Dept. of Finance Market Values
We just got a notice from the Dept. of Finance stating the “market value” for our brownstone. We just bought the place in November 2009. It’s a 3-family in park slope. We paid $1.695 and DOF has valued it at $1.97. So that’s roughly $300,000 over what we paid (and we paid the asking price)….
We just got a notice from the Dept. of Finance stating the “market value” for our brownstone. We just bought the place in November 2009. It’s a 3-family in park slope. We paid $1.695 and DOF has valued it at $1.97. So that’s roughly $300,000 over what we paid (and we paid the asking price).
The DOF letter includes instructions for what to do if we’d like to dispute this valuation.
My question is: should we? The case we would make would be that it’s worth what we paid, I suppose.
Interestingly the DOF statement also notes a drop in market value from the previous year, 2007 I think, when it had been valued at $2.1 something.
I’m sort of thinking it might be best to let sleeping dogs lie… also it sounds easier.
I’m pretty sure we are paying very low property taxes in NYC in general, so this seems like it may not matter. Maybe there are even reasons having a higher value makes sense.
Advice? Thoughts?
thanks
I know I get the same feeling everytime I look at my paystb and I say too myself ” it can’t be that I have to pay all this money of my hard earned cash to a government that is giving it to homeowners that are underwater.”
To OP: (SP)
I looked up the notice of valuation for your home. You’re not going to be able to get the market value down to 536k, so no tax saving for you if you got it down to your purchase price. Scary how much a person can find out about you just by the trail you leave on a blog. Remind your kids about that when they’re on facebook.
“What To Do If You Believe Your Market Value Is Wrong”: Complete the Request for Review of Property Value form found at nyc.gov/finance. Please note that an incorrect market value might not result in a lower assessment. Your Market Value must fall below $536,000 to impact your assessed value.”
to iranyc,
It’s not a goof. I looked up the notice online, and it spells it out…
“Assessed Value: Finance multiplied your property’s market value by 6% for 1-3 family homes and by 45% for 4-10 unit homes to determine the assessed value. However, your assessed value may be lower than 6% or 45% of your market value because by law your assessed value cannot increase more than 6% per year and 20% over five years for 1-3 family homes. …”

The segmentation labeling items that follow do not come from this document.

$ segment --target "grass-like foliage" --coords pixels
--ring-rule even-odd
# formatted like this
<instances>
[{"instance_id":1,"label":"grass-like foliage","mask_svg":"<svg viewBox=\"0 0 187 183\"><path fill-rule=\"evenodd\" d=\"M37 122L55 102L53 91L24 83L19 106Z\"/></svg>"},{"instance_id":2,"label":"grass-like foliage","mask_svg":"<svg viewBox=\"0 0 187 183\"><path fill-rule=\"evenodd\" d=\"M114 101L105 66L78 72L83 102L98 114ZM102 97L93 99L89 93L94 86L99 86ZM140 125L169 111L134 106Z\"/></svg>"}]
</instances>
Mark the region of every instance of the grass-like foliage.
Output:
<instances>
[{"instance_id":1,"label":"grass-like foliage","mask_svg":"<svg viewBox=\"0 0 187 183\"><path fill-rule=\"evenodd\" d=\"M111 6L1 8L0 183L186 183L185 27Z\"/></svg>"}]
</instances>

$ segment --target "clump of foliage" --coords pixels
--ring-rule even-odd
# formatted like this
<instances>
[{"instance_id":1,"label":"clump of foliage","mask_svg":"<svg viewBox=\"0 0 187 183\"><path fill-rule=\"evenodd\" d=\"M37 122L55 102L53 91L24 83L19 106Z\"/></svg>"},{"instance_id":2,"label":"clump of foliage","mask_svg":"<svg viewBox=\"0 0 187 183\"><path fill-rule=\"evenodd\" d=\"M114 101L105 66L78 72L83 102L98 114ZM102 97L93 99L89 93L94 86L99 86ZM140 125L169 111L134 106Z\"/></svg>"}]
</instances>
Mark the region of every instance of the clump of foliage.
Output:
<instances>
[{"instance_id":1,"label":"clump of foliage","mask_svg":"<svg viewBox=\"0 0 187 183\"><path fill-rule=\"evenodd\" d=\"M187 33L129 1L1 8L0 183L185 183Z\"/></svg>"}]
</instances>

Because of the cap on increases in assessed value, the Effective Market Value (assessed value/6%) is the number that your Market Value must fall below to impact your assessed value.
Likely in OP’s case, as in mine & others, the Effective value is still low enough that requesting a Review of Property Value won’t end up lowering your taxes.
I got my notice of valuation from the DOF, and it had a helpful item that I don’t think was there in past years. It said something like “…your taxes would be reduced only if the market value was less than $xxx,xxx”
For me the market value was about 100k more than a recent appraisal, but that’s still 400k more than the value at which I’d save any taxes, so not worth contesting the valuation.
i’m looking at my first notice of property value and it shows a small decrease in the market value BUT a rise in the assessed value and taxable value. Only part of the rise is attributable to a reduction in exemptions. How can that be? The gobbledygook explanation sets the assessed value equal to 6% of the effective market value and the effective market value equal to the assessed value divided by 6% (well, duh!), but connects neither of those numbers to the market value, which is “estimated…based on recent comparable sales.” Any likely explanation of this apparent goof?
Can’t find ’em, BH. That’s why comps will fall in half from the peak. That’s the point.
And why do they use that number, newsouthsloper? It doesn’t have anything to do with the historical norm, does it?
***Bid half off peak comps***
“Why are you using a 9.5 rent roll multiplier? That’s awfully close to my 10x. You must be delusional”
Because that is what the department of finance uses to asses taxes. Check their website.
BHO,
Please show me brownstone properties trading at close to 10x rents. I’ll be happy to pay a finders fee.
newsouthsloper @ 2:55,
Why are you using a 9.5 rent roll multiplier? That’s awfully close to my 10x. You must be delusional.